Maybe a better way to detect an internal model is to search for subnetworks that are predicting the future activations of some network nodes. So for instance we might have a part of the network that is detecting the number of spaceships on the screen right now, which ought to be a simple pattern recognition subnetwork. Then, we search for a node in the network which predicts the future activation of the spaceship-recognition-node, computing the autocorrelation between the timeseries of the two nodes. If we find one, then this is strong evidence that the network is simulating the future in some way internally.

In fact we can use this to enforce model-building, we could divide the network into a pattern-recognition half, which would be left alone (not extra constraints put on it), and a modelling half, which would be forced to have its outputs predict the future values of the pattern-recognition half (again with multi-objective optimisation). Of course the pattern-recognition half could also take inputs from the modelling half.

Interesting idea. I might use that; thanks!

This one kinda confuses me. I'm of the opinion that the human brain is "constructed with a model explicitly, so that identifying the model is as simple as saying "the model is in this sub-module, the one labelled 'model'"." Of course the contents of the model are learned, but I think the question of whether any particular plastic synapse is or is not part of the information content of the model will have a straightforward yes-or-no answer.
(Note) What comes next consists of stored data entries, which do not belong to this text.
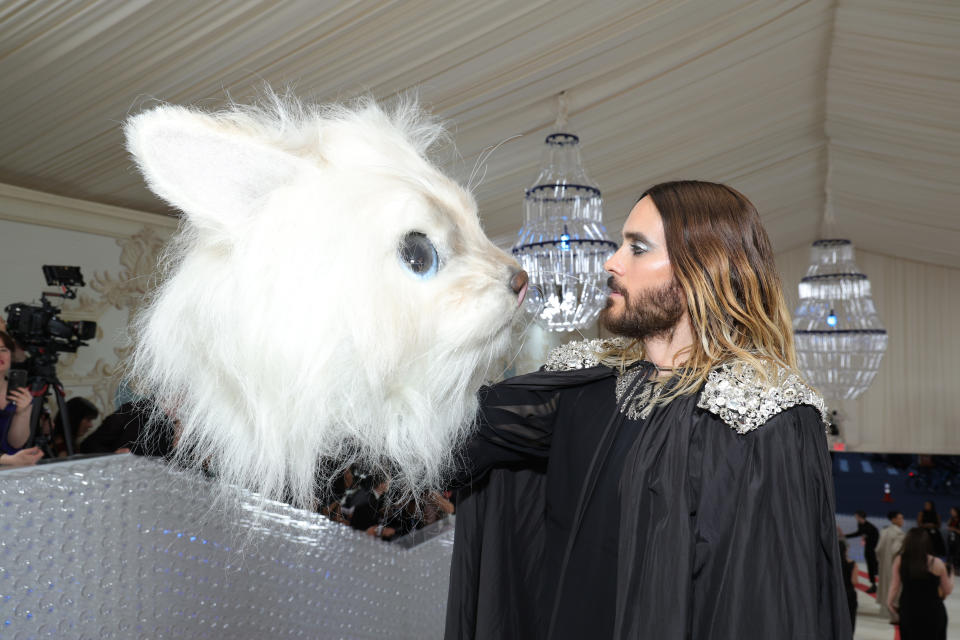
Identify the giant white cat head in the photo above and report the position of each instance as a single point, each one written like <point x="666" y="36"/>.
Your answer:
<point x="330" y="292"/>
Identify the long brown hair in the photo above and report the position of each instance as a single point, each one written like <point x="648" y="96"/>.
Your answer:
<point x="723" y="260"/>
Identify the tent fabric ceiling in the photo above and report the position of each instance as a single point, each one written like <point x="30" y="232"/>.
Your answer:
<point x="770" y="97"/>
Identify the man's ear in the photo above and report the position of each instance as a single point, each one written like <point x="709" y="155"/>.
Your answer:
<point x="214" y="173"/>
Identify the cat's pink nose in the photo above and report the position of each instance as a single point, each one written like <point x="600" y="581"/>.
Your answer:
<point x="518" y="282"/>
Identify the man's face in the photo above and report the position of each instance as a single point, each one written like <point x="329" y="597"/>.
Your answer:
<point x="645" y="299"/>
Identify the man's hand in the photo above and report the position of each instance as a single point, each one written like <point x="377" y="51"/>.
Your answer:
<point x="21" y="397"/>
<point x="22" y="458"/>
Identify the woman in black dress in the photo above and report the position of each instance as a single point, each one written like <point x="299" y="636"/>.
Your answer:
<point x="924" y="582"/>
<point x="929" y="520"/>
<point x="849" y="579"/>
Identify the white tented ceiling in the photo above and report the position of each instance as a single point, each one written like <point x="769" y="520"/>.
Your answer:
<point x="790" y="102"/>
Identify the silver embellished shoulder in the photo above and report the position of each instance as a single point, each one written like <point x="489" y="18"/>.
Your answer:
<point x="738" y="396"/>
<point x="580" y="354"/>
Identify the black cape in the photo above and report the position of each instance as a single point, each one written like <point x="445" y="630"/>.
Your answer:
<point x="720" y="535"/>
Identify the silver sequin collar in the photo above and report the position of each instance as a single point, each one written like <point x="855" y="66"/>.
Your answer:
<point x="737" y="395"/>
<point x="581" y="354"/>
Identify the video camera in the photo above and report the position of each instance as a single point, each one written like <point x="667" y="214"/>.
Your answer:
<point x="38" y="329"/>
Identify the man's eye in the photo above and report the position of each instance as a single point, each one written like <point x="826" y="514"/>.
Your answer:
<point x="419" y="255"/>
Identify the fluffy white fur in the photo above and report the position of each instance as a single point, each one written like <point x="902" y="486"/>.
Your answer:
<point x="285" y="327"/>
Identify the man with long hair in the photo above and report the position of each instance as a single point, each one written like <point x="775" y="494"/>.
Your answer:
<point x="672" y="482"/>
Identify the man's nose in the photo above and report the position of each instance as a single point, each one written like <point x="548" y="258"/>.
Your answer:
<point x="518" y="283"/>
<point x="611" y="265"/>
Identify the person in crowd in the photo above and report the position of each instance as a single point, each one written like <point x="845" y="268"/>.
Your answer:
<point x="953" y="537"/>
<point x="849" y="580"/>
<point x="871" y="536"/>
<point x="125" y="430"/>
<point x="368" y="511"/>
<point x="891" y="538"/>
<point x="81" y="414"/>
<point x="929" y="520"/>
<point x="15" y="405"/>
<point x="921" y="581"/>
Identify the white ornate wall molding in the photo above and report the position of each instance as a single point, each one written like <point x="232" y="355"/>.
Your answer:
<point x="36" y="207"/>
<point x="124" y="292"/>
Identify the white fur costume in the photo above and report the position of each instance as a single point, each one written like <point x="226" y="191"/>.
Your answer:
<point x="286" y="327"/>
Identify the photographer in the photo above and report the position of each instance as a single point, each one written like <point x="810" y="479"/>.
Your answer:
<point x="15" y="415"/>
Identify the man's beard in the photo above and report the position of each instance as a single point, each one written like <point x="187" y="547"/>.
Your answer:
<point x="654" y="313"/>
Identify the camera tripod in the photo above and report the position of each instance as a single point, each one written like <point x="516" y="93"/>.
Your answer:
<point x="41" y="383"/>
If that's right, then "it's hard to find the model (if any) in a trained model-free RL agent" is a disanalogy to "AIs learning human values". It would be more analogous to just train a MuZero clone, which has a labeled "model" component, instead of training a model-free RL.
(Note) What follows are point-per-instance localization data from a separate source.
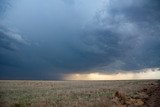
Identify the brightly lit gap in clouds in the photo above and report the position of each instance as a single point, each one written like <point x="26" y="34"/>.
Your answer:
<point x="144" y="74"/>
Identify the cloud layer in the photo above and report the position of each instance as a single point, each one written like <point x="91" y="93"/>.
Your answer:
<point x="56" y="37"/>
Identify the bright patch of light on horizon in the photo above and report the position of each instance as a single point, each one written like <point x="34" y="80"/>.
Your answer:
<point x="144" y="74"/>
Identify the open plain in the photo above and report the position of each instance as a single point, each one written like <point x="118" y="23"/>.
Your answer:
<point x="129" y="93"/>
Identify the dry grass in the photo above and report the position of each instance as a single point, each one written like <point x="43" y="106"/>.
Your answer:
<point x="72" y="93"/>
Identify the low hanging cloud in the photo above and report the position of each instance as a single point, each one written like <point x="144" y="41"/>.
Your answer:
<point x="78" y="36"/>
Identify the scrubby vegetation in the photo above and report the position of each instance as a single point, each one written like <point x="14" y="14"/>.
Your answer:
<point x="76" y="93"/>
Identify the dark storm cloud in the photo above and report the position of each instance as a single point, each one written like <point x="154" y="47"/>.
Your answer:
<point x="55" y="37"/>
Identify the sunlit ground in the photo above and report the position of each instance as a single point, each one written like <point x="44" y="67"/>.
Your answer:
<point x="144" y="74"/>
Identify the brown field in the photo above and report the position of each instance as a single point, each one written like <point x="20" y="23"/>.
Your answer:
<point x="137" y="93"/>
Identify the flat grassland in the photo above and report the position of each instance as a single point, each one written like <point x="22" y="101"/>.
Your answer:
<point x="129" y="93"/>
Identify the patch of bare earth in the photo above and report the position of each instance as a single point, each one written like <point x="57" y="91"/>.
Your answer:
<point x="146" y="97"/>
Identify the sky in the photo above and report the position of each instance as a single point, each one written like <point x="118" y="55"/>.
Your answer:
<point x="47" y="39"/>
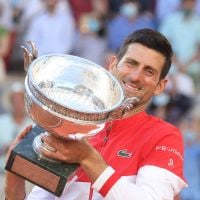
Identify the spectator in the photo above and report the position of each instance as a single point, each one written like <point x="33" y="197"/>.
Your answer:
<point x="127" y="21"/>
<point x="182" y="28"/>
<point x="52" y="30"/>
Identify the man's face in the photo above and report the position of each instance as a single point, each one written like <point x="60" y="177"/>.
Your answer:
<point x="139" y="72"/>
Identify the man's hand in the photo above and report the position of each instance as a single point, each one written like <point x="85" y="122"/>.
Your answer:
<point x="15" y="185"/>
<point x="75" y="151"/>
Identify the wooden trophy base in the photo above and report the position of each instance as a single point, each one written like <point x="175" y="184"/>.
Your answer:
<point x="23" y="161"/>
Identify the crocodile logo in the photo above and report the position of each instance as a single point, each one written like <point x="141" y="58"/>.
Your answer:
<point x="124" y="153"/>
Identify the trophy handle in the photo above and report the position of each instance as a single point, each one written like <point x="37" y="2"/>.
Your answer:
<point x="29" y="56"/>
<point x="126" y="106"/>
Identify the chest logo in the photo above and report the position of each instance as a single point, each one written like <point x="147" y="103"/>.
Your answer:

And then looking at weights and activations would also be disanalogous to "AIs learning human values", since we probably won't have those kinds of real-time-brain-scanning technologies, right?
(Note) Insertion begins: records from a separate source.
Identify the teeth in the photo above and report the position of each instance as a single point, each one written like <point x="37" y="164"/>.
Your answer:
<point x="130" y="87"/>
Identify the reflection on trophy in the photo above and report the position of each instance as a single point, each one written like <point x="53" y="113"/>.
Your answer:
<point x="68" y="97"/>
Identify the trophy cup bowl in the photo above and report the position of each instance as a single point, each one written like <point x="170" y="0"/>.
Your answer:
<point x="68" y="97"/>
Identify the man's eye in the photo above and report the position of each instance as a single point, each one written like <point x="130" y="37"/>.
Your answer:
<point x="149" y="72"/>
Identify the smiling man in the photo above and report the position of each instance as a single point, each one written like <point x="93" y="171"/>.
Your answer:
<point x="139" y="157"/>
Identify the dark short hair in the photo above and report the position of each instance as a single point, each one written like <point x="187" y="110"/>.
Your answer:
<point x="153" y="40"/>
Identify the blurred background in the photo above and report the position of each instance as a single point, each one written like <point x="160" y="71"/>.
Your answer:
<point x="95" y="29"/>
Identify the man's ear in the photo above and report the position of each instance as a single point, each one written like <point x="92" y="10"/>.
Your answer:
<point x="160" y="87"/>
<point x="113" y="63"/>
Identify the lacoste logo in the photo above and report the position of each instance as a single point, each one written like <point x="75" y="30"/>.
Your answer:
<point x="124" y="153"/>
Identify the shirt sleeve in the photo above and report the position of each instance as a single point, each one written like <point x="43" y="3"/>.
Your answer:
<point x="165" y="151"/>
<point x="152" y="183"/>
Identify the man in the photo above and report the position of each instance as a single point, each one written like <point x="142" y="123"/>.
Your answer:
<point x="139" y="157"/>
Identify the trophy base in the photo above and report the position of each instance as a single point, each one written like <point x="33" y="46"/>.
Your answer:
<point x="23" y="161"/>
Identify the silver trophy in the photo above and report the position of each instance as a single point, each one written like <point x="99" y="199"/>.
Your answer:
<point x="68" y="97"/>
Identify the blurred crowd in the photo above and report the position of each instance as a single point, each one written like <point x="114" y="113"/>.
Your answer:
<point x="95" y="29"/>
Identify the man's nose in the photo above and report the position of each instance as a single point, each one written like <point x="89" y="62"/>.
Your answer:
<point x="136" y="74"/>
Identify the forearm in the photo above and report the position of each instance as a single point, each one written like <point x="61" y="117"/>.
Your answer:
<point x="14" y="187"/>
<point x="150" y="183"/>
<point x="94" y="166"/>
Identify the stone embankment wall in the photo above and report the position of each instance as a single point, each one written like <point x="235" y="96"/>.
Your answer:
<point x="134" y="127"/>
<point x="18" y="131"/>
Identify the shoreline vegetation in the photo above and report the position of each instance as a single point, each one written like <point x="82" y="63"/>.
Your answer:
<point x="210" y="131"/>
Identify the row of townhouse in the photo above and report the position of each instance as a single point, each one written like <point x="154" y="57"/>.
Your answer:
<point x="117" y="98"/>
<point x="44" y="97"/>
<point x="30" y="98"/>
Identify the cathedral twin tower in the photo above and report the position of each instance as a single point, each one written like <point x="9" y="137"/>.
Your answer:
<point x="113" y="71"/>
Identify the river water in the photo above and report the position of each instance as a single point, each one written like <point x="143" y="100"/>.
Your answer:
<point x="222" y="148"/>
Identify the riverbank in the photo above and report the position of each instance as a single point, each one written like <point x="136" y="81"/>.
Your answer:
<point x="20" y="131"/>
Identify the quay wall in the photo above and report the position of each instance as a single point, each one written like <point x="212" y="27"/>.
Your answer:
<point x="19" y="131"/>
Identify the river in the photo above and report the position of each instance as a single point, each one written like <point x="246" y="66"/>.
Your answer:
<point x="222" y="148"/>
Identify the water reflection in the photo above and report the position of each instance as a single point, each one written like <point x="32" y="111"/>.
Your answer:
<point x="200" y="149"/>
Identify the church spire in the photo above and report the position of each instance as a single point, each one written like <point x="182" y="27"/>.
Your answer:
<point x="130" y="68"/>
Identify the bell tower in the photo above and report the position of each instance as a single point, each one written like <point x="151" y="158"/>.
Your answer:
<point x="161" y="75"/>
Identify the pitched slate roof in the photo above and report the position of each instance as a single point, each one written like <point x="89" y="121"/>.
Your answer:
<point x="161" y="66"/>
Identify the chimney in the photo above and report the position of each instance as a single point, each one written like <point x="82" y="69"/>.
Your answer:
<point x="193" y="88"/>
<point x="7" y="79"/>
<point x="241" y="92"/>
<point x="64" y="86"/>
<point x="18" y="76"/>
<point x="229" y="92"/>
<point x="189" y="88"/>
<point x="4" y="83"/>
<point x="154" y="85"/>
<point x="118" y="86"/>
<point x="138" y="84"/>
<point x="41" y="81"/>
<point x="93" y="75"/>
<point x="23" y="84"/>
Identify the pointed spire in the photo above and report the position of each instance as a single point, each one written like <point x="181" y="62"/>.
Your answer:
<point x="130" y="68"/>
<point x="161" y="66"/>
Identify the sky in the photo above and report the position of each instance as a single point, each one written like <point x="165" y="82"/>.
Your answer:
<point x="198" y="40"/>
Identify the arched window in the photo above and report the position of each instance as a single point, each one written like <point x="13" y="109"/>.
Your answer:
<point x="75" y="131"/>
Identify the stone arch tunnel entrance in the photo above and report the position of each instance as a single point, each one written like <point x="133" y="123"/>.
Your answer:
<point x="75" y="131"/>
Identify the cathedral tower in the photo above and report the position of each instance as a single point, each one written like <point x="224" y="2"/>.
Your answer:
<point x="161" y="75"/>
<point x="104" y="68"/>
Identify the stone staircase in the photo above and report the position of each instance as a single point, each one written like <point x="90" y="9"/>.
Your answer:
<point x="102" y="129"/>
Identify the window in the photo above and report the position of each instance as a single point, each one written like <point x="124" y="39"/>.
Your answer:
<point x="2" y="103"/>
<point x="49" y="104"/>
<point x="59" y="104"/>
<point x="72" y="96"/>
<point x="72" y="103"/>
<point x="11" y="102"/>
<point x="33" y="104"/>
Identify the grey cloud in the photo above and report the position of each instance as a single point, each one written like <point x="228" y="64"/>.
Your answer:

Sorry if I'm misunderstanding.

I think the question of whether any particular plastic synapse is or is not part of the information content of the model will have a straightforward yes-or-no answer.

I don't think it has an easy yes or no answer (at least without some thought as to what constitutes a model within the mess of human reasoning) and I'm sure that even if it does, it's not straightforward.

since we probably won't have those kinds of real-time-brain-scanning technologies, right?

One hope would be that, by the time we have those technologies, we'd know what to look for.

I was writing a kinda long reply but maybe I should first clarify: what do you mean by "model"? Can you give examples of ways that I could learn something (or otherwise change my synapses within a lifetime) that you wouldn't characterize as "changes to my mental model"? For example, which of the following would be "changes to my mental model"?

  1. I learn that Brussels is the capital of Belgium
  2. I learn that it's cold outside right now
  3. I taste a new brand of soup and find that I really like it
  4. I learn to ride a bicycle, including
    1. maintaining balance via fast hard-to-describe responses where I shift my body in certain ways in response to different sensations and perceptions
    2. being able to predict how the bicycle and me would move if I swung my arm around
  5. I didn't sleep well so now I'm grumpy

FWIW my inclination is to say that 1-4 are all "changes to my mental model". And 5 involves both changes to my mental model (knowing that I'm grumpy), and changes to the inputs to my mental model (I feel different "feelings" than I otherwise would—I think of those as inputs going into the model, just like visual inputs go into the model). Is there anything wrong / missing / suboptimal about that definition?

Vertigo, lust, pain reactions, some fear responses, and so on, don't involve a model. Some versions of "learning that it's cold outside" don't involve a model, just looking out and shivering; the model aspect comes in when you start reasoning about what to do about it. People often drive to work without consciously modelling anything on the way.

Think model-based learning versus Q-learning. Anything that's more Q-learning is not model based.